Gong Qingguo, Simplaceanu Virgil, Lukin Jonathan A, Giovannelli Janel L, Ho Nancy T, Ho Chien
Department of Biological Sciences, Carnegie Mellon University, Pittsburgh, Pennsylvania 15213, USA.
Biochemistry. 2006 Apr 25;45(16):5140-8. doi: 10.1021/bi052424h.
We have applied the residual dipolar coupling (RDC) method to investigate the solution quaternary structures of (2)H- and (15)N-labeled human normal adult recombinant hemoglobin (rHb A) and a low-oxygen-affinity mutant recombinant hemoglobin, rHb(alpha96Val-->Trp), both in the carbonmonoxy form, in the absence and presence of an allosteric effector, inositol hexaphosphate (IHP), using a stretched polyacrylamide gel as the alignment medium. Our recent RDC results [Lukin, J. A., Kontaxis, G., Simplaceanu, V., Yuan, Y., Bax, A., and Ho, C. (2003) Proc. Natl. Acad. Sci. U.S.A. 100, 517-520] indicate that the quaternary structure of HbCO A in solution is a dynamic ensemble between two previously determined crystal structures, R (crystals grown under high-salt conditions) and R2 (crystals grown under low-salt conditions). On the basis of a comparison of the geometric coordinates of the T, R, and R2 structures, it has been suggested that the oxygenation of Hb A follows the transition pathway from T to R and then to R2, with R being the intermediate structure [Srinivasan, R., and Rose, G. D. (1994) Proc. Natl. Acad. Sci. U.S.A. 91, 11113-11117]. The results presented here suggest that IHP can shift the solution quaternary structure of HbCO A slightly toward the R structure. The solution quaternary structure of rHbCO(alpha96Val-->Trp) in the absence of IHP is similar to that of HbCO A in the presence of IHP, consistent with rHbCO(alpha96Val-->Trp) having an affinity for oxygen lower than that of Hb A. Moreover, IHP has a much stronger effect in shifting the solution quaternary structure of rHbCO(alpha96Val-->Trp) toward the R structure and toward the T structure, consistent with IHP causing a more pronounced decrease in its oxygen affinity. The results presented in this work, as well as other results recently reported in the literature, clearly indicate that there are multiple quaternary structures for the ligated form of hemoglobin. These results also provide new insights regarding the roles of allosteric effectors in regulating the structure and function of hemoglobin. The classical two-state/two-structure allosteric mechanism for the cooperative oxygenation of hemoglobin cannot account for the structural and functional properties of this protein and needs to be revised.

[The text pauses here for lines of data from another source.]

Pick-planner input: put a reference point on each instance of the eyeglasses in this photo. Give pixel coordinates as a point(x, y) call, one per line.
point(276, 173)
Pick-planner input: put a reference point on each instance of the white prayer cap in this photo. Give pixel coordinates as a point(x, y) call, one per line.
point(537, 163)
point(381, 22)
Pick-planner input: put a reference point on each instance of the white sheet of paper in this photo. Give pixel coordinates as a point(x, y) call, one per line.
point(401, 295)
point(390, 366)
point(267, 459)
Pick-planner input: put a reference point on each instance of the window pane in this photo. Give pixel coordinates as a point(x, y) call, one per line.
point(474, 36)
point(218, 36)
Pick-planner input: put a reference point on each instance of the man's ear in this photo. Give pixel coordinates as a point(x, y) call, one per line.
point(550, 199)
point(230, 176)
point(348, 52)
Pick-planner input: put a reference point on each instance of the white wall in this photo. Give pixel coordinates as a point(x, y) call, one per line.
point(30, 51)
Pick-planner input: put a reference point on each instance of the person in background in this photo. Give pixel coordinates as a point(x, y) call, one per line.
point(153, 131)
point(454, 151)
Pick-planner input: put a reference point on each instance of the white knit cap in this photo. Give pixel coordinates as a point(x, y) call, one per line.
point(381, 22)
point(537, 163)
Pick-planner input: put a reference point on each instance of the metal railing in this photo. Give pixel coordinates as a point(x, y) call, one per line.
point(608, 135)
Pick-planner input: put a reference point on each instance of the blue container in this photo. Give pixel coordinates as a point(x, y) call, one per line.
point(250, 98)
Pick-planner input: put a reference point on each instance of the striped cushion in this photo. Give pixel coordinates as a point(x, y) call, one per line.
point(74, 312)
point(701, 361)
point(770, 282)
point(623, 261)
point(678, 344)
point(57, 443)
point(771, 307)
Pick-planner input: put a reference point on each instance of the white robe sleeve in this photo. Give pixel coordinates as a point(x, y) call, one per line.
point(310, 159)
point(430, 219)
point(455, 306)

我们应用剩余偶极耦合(RDC)方法,以拉伸聚丙烯酰胺凝胶作为排列介质,研究了碳氧形式的、用(2)H和(15)N标记的人类正常成人重组血红蛋白(rHb A)以及低氧亲和力突变重组血红蛋白rHb(α96Val→Trp)在不存在和存在变构效应剂肌醇六磷酸(IHP)时的溶液四级结构。我们最近的RDC结果[Lukin, J. A., Kontaxis, G., Simplaceanu, V., Yuan, Y., Bax, A., and Ho, C. (2003) Proc. Natl. Acad. Sci. U.S.A. 100, 517 - 520]表明,溶液中HbCO A的四级结构是两个先前确定的晶体结构R(在高盐条件下生长的晶体)和R2(在低盐条件下生长的晶体)之间的动态集合。基于对T、R和R2结构几何坐标的比较,有人提出Hb A的氧合遵循从T到R再到R2的转变途径,其中R是中间结构[Srinivasan, R., and Rose, G. D. (1994) Proc. Natl. Acad. Sci. U.S.A. 91, 11113 - 11117]。这里给出的结果表明,IHP可以使HbCO A的溶液四级结构略微向R结构偏移。在不存在IHP时,rHbCO(α96Val→Trp)的溶液四级结构与存在IHP时HbCO A的结构相似,这与rHbCO(α96Val→Trp)对氧的亲和力低于Hb A一致。此外,IHP在使rHbCO(α96Val→Trp)的溶液四级结构向R结构和向T结构偏移方面具有更强的作用,这与IHP导致其氧亲和力更显著降低一致。这项工作中给出的结果以及最近文献中报道的其他结果清楚地表明,血红蛋白的结合形式存在多种四级结构。这些结果也为变构效应剂在调节血红蛋白结构和功能中的作用提供了新的见解。经典的血红蛋白协同氧合的两态/两结构变构机制无法解释该蛋白质的结构和功能特性,需要进行修正。